Julie Boulianne as Angelina, (La Cenerentola herself) has a Ruby Keeler-style winsomeness as both the drab little kitchen slavey in Don Magnifico’s decaying mansion and then as the understatedly glamorous mystery girl at Don Ramiro’s gathering, which takes place in his well-stocked library. She seems easily to express both the heartfelt yearning of her ballad Una volta c’era un re and the vocal fireworks of the final ensemble.
Jamilyn Manning-White (Clorinda) and Karin Mushegan (Tisbe), both members of Glimmerglass’s Young American Artists Program, perform the step-sisters as a pair of cheap floozies, eager to imbibe and dispense the household’s bathtub gin. Yet another of the Young Artists, Joshua Jeremiah, gives a very strong performance as Alidoro, Don Ramiro’s tutor who first discovers Angelina and then effects her transformation.

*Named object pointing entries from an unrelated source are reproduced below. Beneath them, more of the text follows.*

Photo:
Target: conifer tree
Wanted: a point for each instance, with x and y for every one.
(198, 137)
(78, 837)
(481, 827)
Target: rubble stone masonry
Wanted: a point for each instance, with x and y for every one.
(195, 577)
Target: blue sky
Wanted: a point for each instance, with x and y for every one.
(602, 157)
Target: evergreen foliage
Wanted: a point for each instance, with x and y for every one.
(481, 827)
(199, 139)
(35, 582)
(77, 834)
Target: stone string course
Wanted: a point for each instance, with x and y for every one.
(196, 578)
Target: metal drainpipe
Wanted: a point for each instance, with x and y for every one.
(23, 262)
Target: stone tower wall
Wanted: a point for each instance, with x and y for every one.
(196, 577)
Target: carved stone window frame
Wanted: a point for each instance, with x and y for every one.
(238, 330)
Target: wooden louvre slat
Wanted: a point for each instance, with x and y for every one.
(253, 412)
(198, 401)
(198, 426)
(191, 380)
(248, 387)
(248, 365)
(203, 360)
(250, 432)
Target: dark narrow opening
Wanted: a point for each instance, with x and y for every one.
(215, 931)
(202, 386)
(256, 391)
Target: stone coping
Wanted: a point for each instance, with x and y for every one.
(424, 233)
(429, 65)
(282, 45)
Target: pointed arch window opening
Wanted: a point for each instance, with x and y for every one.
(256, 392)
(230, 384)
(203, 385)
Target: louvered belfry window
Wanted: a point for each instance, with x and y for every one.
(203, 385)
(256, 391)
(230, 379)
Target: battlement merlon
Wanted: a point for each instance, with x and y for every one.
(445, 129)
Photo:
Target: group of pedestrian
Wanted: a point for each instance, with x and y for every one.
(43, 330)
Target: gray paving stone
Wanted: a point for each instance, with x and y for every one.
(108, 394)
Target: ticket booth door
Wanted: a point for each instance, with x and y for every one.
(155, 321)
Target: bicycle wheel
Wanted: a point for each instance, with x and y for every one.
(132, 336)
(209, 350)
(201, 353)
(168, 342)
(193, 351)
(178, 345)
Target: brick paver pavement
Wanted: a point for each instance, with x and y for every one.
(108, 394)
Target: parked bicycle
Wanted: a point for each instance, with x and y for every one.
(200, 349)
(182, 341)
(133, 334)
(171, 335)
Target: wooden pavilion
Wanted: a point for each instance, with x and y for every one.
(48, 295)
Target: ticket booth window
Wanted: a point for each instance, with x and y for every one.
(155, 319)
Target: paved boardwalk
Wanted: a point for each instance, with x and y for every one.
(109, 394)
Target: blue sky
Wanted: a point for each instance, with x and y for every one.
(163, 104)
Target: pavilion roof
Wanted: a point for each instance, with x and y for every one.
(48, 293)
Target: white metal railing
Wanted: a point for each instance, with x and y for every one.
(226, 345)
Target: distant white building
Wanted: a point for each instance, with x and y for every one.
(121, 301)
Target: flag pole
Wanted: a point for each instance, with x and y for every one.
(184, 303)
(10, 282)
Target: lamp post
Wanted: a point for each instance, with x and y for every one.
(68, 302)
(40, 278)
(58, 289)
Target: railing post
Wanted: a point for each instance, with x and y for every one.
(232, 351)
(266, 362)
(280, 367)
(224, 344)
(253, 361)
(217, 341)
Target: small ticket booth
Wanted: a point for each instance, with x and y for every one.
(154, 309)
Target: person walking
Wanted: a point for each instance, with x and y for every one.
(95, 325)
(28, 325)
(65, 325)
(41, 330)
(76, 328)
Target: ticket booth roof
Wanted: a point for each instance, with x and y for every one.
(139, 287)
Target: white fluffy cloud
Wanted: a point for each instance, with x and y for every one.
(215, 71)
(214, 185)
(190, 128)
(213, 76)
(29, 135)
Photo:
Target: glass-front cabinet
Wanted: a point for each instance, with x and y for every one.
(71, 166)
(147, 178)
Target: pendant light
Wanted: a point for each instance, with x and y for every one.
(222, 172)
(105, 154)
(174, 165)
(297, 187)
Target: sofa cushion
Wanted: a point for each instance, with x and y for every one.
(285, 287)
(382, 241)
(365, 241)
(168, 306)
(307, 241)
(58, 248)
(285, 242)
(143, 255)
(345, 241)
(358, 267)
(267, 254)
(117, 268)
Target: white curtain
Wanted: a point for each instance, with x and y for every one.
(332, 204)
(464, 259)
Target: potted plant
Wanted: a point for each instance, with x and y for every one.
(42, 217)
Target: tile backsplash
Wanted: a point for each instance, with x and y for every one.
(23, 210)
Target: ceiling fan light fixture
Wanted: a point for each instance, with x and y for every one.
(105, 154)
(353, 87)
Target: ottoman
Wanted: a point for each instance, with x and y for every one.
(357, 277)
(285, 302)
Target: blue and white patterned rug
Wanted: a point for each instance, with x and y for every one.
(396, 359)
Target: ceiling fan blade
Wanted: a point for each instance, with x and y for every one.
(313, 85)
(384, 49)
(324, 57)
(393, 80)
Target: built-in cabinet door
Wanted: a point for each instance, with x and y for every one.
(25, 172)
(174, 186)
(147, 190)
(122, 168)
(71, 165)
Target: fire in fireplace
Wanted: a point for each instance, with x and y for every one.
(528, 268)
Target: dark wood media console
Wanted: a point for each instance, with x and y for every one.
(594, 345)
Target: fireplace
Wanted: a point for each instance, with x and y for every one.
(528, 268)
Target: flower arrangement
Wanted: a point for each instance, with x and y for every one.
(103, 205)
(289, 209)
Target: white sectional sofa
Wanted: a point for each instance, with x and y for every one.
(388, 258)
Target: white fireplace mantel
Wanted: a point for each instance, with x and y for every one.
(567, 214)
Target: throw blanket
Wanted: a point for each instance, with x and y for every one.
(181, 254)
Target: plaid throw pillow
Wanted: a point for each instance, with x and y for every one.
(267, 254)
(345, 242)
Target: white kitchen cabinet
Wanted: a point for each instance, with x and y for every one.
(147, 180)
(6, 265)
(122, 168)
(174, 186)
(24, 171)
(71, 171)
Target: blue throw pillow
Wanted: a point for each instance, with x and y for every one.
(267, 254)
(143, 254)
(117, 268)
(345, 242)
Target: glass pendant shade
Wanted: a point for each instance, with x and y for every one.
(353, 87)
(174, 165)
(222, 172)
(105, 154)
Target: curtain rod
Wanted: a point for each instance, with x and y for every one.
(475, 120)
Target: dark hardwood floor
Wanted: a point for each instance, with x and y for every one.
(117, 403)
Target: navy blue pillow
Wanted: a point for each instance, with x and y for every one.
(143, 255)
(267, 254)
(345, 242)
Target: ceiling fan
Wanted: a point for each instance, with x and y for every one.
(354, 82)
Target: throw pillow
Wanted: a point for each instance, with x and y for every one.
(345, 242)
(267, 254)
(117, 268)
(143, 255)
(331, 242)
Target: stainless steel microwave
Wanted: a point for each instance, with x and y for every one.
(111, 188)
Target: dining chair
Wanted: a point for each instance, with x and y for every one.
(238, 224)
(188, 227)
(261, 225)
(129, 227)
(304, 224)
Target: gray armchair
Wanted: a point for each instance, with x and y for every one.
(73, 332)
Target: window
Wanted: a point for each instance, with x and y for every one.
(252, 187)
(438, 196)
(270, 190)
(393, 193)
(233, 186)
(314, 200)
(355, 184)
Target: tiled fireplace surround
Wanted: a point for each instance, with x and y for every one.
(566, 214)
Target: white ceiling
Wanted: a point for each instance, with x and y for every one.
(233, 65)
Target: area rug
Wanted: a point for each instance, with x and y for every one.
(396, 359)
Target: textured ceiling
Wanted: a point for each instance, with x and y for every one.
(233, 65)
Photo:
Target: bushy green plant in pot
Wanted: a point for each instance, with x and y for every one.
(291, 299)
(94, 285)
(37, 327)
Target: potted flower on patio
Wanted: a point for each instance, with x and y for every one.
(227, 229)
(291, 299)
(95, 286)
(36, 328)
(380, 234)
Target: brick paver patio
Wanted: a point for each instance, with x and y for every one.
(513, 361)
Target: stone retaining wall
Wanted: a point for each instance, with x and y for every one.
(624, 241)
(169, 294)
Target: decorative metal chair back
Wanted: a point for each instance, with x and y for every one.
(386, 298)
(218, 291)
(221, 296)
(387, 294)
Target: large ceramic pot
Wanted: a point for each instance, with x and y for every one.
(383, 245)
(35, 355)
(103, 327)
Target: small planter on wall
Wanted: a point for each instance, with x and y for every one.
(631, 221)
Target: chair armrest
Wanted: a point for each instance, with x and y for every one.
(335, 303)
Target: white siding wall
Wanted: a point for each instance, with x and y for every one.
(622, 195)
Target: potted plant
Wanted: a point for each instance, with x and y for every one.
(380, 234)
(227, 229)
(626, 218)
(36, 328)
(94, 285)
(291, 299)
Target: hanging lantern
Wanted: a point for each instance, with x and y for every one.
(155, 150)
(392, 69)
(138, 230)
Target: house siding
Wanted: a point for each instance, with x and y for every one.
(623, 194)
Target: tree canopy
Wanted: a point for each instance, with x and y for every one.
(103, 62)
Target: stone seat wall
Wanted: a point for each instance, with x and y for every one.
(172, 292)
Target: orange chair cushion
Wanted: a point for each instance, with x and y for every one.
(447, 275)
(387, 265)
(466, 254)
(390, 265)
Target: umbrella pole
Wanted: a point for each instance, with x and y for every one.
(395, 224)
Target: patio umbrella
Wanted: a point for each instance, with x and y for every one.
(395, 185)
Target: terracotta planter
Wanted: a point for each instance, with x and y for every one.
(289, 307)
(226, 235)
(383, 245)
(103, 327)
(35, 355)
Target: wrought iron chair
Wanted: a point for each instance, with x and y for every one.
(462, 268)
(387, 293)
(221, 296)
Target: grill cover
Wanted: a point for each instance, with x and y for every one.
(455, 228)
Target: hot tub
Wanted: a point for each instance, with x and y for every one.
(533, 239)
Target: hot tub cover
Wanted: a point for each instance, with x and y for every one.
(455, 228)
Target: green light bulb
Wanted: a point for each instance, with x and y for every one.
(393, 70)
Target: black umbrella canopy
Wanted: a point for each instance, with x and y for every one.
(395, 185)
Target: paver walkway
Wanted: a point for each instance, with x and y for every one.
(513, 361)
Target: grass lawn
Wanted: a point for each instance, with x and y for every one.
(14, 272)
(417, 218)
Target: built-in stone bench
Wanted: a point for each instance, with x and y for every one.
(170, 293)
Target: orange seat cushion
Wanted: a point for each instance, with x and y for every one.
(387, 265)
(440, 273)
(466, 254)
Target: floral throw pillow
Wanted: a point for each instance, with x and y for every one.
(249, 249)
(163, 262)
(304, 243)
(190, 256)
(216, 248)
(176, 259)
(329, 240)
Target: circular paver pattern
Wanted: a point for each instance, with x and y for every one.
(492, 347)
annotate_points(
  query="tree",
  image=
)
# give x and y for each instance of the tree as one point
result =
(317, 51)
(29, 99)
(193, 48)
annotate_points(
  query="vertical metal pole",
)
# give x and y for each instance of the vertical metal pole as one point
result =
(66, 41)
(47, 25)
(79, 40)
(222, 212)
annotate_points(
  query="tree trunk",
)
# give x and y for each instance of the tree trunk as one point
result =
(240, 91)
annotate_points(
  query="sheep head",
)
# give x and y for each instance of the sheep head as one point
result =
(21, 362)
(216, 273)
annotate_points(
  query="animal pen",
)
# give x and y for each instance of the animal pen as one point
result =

John Tessier, in his third bel canto role with the festival, has always had a notably attractive tone and in each new part displays an even more assured and expressive handling of the musical line. And here is a singer who is going places: his program bio states he is to perform the role of Tonio in La Fille du Regiment at the Vienna State Opera.
Eduardo Chama is lovable as the irrepressible Don Magnifico. Keith Phares gives a well-defined performance as Dandini, the valet who gets to act the grand seigneur.
Rossini composed a cornucopia of music for the piece and it has both its staging and musical challenges, amongst an embarrassment of musical riches. There are times when the direction of the male chorus and principals lacks clarity and crispness, giving the stage a rather cluttered look.
Overall, however, this production is a happy example (like this season’s Dido and Aeneas) of a successfully updated production.